Старики не только ворчливы, но и добры, не только болтливы, но и отличные рассказчики, не только глуховаты, но обладают хорошим слухом на старые песни.
В каждом почти человеке совмещаются разные черты. Конечно, одни черты преобладают, другие – скрыты, задавлены. Надо уметь разбудить в людях их лучшие качества и не замечать мелкие недостатки. Спешите установить с людьми добрые отношения. Почти всегда добрые отношения устанавливаются с первых слов. Потом – труднее.
Старые деревья служат предметом усиленного ухода и почитания в Прибалтике, на Кавказе, на Балканах…
В Черногории двухтысячелетние оливковые деревья – поразительные по красоте (около г. Будвы).

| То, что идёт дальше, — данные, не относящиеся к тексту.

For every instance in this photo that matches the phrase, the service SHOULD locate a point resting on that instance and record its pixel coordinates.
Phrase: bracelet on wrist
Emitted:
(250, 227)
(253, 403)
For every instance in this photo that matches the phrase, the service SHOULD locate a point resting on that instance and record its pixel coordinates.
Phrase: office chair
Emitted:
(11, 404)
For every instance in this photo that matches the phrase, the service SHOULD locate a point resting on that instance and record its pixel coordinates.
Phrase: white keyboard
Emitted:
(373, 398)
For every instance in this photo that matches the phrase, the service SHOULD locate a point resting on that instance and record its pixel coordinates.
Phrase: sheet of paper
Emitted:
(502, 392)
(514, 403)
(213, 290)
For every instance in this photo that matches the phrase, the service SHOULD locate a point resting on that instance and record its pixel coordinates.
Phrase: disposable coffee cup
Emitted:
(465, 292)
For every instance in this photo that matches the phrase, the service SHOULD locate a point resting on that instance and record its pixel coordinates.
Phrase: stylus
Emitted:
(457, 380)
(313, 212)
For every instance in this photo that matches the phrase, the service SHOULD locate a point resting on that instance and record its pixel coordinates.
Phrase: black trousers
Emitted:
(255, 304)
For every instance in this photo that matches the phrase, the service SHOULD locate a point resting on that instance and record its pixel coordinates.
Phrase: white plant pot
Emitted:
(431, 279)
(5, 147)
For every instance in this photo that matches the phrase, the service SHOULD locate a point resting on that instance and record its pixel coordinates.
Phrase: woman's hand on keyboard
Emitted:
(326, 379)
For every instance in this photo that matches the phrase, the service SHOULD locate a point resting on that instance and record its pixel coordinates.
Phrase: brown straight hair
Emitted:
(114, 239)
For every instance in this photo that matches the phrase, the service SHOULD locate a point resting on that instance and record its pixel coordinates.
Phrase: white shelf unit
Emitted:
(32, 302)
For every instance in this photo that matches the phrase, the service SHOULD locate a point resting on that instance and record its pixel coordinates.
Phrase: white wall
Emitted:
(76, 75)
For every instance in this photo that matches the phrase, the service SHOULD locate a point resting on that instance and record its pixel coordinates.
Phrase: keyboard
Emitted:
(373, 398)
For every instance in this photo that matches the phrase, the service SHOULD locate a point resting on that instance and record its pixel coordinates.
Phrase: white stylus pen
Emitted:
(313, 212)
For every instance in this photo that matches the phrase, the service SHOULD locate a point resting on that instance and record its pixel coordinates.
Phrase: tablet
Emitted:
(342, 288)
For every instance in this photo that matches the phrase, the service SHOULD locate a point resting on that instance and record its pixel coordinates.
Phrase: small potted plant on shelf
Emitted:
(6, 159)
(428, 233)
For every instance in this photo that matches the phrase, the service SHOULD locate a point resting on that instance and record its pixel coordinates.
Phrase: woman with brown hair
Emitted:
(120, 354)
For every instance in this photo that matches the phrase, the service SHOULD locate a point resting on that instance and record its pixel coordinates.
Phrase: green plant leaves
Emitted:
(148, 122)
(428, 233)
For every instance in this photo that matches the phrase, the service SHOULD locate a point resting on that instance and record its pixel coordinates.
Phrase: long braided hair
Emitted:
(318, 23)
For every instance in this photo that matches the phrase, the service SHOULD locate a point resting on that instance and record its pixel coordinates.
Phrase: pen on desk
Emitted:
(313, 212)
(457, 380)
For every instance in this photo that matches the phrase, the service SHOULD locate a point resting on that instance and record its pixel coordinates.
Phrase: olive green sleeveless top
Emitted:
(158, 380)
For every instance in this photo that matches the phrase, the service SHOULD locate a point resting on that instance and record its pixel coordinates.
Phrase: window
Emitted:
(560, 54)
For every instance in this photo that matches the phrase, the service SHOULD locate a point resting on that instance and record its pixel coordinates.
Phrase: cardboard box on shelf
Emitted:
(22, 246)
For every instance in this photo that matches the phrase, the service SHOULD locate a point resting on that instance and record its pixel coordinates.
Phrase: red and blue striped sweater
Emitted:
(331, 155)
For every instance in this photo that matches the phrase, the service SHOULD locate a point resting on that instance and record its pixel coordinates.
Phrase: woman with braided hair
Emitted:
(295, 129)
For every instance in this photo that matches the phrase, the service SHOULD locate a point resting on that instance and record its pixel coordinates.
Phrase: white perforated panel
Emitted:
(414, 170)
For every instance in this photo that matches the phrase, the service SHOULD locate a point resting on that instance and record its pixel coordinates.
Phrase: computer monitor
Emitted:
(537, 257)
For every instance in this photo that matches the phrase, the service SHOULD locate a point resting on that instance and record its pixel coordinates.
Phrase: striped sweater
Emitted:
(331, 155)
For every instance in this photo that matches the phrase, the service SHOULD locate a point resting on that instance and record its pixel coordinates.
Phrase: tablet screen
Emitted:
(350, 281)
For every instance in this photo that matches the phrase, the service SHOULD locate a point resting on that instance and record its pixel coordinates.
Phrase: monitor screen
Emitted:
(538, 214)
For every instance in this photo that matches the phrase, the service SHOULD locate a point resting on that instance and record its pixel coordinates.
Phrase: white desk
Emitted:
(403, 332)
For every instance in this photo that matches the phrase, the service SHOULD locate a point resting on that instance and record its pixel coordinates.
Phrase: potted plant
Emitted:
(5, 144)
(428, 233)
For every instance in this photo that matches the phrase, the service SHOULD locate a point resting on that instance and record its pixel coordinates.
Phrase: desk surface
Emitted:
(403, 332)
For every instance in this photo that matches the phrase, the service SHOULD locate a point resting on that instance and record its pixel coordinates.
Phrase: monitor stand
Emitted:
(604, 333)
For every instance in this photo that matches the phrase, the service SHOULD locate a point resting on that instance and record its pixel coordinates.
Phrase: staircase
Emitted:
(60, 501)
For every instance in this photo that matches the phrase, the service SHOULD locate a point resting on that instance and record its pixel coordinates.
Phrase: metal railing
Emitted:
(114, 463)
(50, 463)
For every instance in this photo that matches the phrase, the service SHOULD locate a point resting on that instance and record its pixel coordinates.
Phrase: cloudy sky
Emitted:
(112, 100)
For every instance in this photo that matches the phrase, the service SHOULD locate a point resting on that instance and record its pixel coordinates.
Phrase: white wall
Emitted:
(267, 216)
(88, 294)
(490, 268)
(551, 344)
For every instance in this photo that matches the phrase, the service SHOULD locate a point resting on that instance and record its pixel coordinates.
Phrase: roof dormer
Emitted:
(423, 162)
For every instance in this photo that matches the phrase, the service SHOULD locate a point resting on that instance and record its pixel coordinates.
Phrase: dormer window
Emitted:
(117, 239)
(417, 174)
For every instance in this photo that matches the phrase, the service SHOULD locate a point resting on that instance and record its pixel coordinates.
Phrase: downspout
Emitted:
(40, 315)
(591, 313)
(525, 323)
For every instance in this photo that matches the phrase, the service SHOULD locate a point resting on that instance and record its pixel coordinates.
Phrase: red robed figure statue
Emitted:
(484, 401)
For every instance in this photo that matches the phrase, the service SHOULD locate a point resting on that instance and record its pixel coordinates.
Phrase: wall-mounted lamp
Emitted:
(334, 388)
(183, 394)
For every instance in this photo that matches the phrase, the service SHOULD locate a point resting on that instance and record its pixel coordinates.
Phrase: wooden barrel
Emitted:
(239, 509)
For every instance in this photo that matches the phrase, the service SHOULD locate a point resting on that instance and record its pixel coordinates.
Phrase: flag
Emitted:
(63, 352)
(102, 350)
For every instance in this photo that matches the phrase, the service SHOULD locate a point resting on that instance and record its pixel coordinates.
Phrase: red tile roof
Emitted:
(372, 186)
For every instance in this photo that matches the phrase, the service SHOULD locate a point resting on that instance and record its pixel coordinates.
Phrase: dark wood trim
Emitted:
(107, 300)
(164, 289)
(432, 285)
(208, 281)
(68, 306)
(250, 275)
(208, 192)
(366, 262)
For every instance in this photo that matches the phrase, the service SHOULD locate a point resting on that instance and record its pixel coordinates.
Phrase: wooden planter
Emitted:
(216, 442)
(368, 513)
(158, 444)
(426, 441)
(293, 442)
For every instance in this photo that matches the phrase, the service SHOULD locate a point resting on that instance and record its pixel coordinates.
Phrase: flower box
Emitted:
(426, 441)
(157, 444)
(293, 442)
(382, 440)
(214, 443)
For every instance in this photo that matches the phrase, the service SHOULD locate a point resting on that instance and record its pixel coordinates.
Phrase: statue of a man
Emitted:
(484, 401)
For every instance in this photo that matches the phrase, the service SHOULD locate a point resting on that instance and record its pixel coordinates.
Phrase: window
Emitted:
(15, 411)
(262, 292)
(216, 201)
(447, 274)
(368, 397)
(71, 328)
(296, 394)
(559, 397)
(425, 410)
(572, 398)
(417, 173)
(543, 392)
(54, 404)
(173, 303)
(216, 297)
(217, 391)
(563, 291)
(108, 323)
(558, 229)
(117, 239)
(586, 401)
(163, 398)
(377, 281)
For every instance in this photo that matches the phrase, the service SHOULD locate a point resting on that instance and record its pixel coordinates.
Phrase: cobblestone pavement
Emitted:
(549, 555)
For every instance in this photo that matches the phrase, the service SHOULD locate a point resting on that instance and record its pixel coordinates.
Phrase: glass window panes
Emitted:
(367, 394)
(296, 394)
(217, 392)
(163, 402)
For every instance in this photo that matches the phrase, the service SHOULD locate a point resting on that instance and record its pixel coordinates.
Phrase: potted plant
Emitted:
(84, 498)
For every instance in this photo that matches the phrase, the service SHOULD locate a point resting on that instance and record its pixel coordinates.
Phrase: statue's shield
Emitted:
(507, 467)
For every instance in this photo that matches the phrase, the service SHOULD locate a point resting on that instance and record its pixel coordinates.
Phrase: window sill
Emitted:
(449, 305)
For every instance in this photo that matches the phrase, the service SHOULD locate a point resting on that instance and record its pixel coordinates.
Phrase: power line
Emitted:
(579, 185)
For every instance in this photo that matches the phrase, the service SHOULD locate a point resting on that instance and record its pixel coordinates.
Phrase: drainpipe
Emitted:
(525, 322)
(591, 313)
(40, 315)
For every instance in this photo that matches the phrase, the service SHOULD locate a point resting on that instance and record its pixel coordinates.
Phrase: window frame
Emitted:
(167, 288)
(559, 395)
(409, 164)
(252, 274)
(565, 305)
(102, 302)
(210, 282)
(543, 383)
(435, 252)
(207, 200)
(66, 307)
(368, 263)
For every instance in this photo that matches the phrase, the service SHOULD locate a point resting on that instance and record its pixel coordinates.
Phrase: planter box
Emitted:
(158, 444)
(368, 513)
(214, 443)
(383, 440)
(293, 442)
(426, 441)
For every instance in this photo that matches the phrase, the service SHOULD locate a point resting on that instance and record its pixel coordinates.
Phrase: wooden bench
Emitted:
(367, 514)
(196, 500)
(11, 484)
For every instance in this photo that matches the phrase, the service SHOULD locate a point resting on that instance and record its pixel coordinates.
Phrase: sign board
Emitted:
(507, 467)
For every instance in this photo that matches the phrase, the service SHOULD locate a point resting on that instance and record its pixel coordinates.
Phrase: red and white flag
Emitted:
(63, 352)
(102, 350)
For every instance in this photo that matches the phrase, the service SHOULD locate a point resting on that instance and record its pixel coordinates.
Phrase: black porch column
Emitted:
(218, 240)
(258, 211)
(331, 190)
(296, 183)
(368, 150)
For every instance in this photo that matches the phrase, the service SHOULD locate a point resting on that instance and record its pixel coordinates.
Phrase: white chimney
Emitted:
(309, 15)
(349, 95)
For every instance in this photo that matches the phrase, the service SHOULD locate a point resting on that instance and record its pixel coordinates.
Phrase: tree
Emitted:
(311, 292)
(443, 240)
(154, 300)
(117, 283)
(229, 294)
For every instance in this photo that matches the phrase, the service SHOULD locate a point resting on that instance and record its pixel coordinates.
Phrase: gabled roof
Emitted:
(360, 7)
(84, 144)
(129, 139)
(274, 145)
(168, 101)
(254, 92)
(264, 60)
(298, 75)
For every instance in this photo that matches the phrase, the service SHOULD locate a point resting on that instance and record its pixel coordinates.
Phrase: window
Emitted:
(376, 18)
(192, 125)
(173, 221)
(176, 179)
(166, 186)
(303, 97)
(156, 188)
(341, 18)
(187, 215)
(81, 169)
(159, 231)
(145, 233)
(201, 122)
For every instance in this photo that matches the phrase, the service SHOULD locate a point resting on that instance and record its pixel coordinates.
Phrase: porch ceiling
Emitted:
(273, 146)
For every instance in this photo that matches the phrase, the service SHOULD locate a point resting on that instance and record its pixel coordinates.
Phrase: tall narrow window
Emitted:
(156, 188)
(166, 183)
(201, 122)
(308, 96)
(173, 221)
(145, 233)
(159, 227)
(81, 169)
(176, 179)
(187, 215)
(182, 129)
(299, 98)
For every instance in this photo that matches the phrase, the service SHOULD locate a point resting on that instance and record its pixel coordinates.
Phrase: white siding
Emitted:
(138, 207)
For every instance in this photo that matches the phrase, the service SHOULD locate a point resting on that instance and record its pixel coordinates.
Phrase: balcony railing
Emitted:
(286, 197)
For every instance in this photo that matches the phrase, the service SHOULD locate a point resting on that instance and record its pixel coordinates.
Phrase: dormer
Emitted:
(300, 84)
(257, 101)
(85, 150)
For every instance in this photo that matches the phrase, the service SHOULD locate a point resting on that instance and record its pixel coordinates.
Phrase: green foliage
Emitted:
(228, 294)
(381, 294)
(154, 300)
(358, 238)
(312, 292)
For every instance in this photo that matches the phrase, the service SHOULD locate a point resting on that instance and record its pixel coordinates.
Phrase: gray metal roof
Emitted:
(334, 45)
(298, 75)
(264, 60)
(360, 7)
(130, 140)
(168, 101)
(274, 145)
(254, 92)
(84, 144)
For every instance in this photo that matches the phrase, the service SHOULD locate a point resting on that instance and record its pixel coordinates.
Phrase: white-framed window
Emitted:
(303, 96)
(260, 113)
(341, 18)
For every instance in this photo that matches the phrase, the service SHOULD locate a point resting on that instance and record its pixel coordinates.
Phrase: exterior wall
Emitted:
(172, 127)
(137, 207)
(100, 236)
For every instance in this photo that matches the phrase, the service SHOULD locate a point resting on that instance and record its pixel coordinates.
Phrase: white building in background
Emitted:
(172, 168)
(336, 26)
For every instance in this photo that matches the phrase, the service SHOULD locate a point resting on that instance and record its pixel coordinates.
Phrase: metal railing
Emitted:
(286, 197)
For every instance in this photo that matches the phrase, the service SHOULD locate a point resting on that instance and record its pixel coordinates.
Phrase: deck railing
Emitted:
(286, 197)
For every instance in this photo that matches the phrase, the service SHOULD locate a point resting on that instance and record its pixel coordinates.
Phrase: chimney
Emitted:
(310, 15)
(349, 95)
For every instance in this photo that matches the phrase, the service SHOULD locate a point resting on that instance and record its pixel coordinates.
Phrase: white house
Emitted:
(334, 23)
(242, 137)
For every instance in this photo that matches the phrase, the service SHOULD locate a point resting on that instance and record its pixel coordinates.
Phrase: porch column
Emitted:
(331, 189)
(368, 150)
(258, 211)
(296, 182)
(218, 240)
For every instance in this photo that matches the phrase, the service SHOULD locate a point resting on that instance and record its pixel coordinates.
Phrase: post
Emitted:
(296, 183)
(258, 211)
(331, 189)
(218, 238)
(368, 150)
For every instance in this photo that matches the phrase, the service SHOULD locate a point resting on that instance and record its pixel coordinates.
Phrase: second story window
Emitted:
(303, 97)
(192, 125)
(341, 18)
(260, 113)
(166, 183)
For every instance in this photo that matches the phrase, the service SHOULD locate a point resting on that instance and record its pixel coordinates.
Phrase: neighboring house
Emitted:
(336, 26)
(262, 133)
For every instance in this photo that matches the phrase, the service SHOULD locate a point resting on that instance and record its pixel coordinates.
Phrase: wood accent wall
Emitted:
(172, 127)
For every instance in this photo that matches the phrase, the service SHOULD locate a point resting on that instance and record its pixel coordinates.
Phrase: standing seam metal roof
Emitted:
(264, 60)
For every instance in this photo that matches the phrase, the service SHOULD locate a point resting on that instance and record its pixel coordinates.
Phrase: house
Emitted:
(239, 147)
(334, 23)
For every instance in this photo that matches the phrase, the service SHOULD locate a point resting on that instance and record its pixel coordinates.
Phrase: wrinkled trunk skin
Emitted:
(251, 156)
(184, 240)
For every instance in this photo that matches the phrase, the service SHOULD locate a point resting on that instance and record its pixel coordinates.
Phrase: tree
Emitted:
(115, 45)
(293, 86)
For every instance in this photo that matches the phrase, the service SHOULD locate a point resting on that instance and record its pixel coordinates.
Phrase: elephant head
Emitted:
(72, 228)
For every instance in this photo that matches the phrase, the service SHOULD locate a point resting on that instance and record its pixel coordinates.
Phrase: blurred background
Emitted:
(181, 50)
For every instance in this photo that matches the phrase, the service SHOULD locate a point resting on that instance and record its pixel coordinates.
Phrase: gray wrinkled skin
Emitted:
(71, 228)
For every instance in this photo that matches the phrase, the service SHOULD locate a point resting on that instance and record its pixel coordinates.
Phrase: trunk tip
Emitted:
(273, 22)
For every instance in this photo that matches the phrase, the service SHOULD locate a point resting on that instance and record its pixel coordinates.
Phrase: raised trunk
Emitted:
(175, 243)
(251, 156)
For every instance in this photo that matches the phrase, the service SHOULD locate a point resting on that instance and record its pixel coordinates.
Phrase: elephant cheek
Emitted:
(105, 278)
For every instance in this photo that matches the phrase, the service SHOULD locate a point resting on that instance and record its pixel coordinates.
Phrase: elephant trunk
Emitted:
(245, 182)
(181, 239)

В Болгарии распространяются изображения «одного старого дерева», растущего около местечка… забыл какого. Год его «рождения» – 16… Тоже забыл, – ясно помню, XVII века. А у нас в селе Коломенском деревья (дубы) имеют по 500 лет и не пользуются должным почитанием и вниманием. Гибнут. Может быть, это явление вообще типичное для нас, русских, когда старикам не уступают место в транспорте?
Какой контраст с Кавказом! Мы путешествовали в 87-м году по Волге на теплоходе, на котором было много пассажиров-грузин с детьми. Грузинский мальчик лет 13, которого все на теплоходе считали большим шалуном, на каждой пристани выходил одним из первых и помогал у трапа выйти нам с женой и другим пожилым людям!